Ruskin

I had a reason for hunting out this particular photo in Keswick today and fortunately we missed the showers – it was a lovely, sunny afternoon by the Lake. I was also impressed with the flowers in the Park as I walked back into the town.

A lot of people will know exactly where this is – Friar’s Crag, Keswick – and I assume it has been blipped a few times. I wonder how many people know why it is there, and it is not just because John Ruskin remembered being taken to Friar’s Crag when he was a child, as it says on the stone. 

This morning I was reading about the Arts and Crafts Movement and it linked together things I already knew a bit about and some things I didn’t. It was Ruskin who inspired the Movement with his ideas about design and he had close links with Keswick because of this. 

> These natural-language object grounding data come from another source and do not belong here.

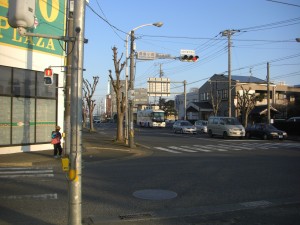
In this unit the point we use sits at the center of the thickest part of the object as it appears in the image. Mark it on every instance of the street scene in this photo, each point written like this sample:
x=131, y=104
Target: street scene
x=149, y=112
x=167, y=179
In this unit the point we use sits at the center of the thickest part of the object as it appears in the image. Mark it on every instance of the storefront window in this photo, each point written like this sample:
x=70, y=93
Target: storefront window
x=28, y=113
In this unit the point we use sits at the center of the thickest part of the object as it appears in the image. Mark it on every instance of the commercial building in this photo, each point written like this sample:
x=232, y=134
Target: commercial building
x=31, y=109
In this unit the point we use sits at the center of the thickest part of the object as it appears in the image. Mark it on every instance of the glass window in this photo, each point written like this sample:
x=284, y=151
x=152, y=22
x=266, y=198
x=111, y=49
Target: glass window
x=5, y=80
x=23, y=120
x=45, y=119
x=23, y=82
x=5, y=123
x=46, y=90
x=30, y=109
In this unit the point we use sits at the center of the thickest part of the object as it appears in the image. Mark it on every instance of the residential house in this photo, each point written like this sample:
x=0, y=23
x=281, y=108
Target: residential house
x=213, y=97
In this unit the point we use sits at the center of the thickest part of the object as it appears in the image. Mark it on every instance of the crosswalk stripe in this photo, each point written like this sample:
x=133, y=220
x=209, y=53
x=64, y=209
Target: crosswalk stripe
x=167, y=150
x=181, y=149
x=34, y=196
x=214, y=147
x=14, y=172
x=202, y=148
x=197, y=148
x=226, y=147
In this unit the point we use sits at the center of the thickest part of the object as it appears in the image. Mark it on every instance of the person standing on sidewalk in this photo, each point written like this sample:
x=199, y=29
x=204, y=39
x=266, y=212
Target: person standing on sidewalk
x=56, y=136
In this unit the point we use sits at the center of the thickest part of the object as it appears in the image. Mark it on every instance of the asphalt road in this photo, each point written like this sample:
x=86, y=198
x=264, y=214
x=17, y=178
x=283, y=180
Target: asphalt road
x=179, y=179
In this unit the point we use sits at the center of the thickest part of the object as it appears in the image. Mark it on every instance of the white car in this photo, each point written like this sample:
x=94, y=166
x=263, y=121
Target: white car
x=201, y=126
x=184, y=127
x=225, y=126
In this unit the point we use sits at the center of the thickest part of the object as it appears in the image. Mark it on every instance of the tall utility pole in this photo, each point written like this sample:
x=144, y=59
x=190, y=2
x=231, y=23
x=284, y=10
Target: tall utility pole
x=228, y=33
x=131, y=88
x=67, y=114
x=268, y=93
x=75, y=217
x=184, y=90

He was concerned about the social and environmental impact of the factory-based system of production. He felt that people should be given the chance to engage directly with craft-based production and see an item through from start to finish. His ideas inspired his friend Canon Rawnsley of Keswick, who went on to found the Keswick School of Industrial Art.  Here people were taught many skills and created much fine work. I wrote about the School here, after having been to a talk at Keswick Museum. The Museum has a collection of the work produced and other pieces have become collector’s items and are scattered round the world. 

In many ways the School was closer to Ruskin’s ideals, and the Arts and Crafts Movement itself, than were the fine houses in Cumbria, including his own at Brantwood. 

Interesting that, in our highly technological age, the idea of craftwork, making something with one’s hands, is becoming very popular. Perhaps creating/making things is again being seen as something good for people and society.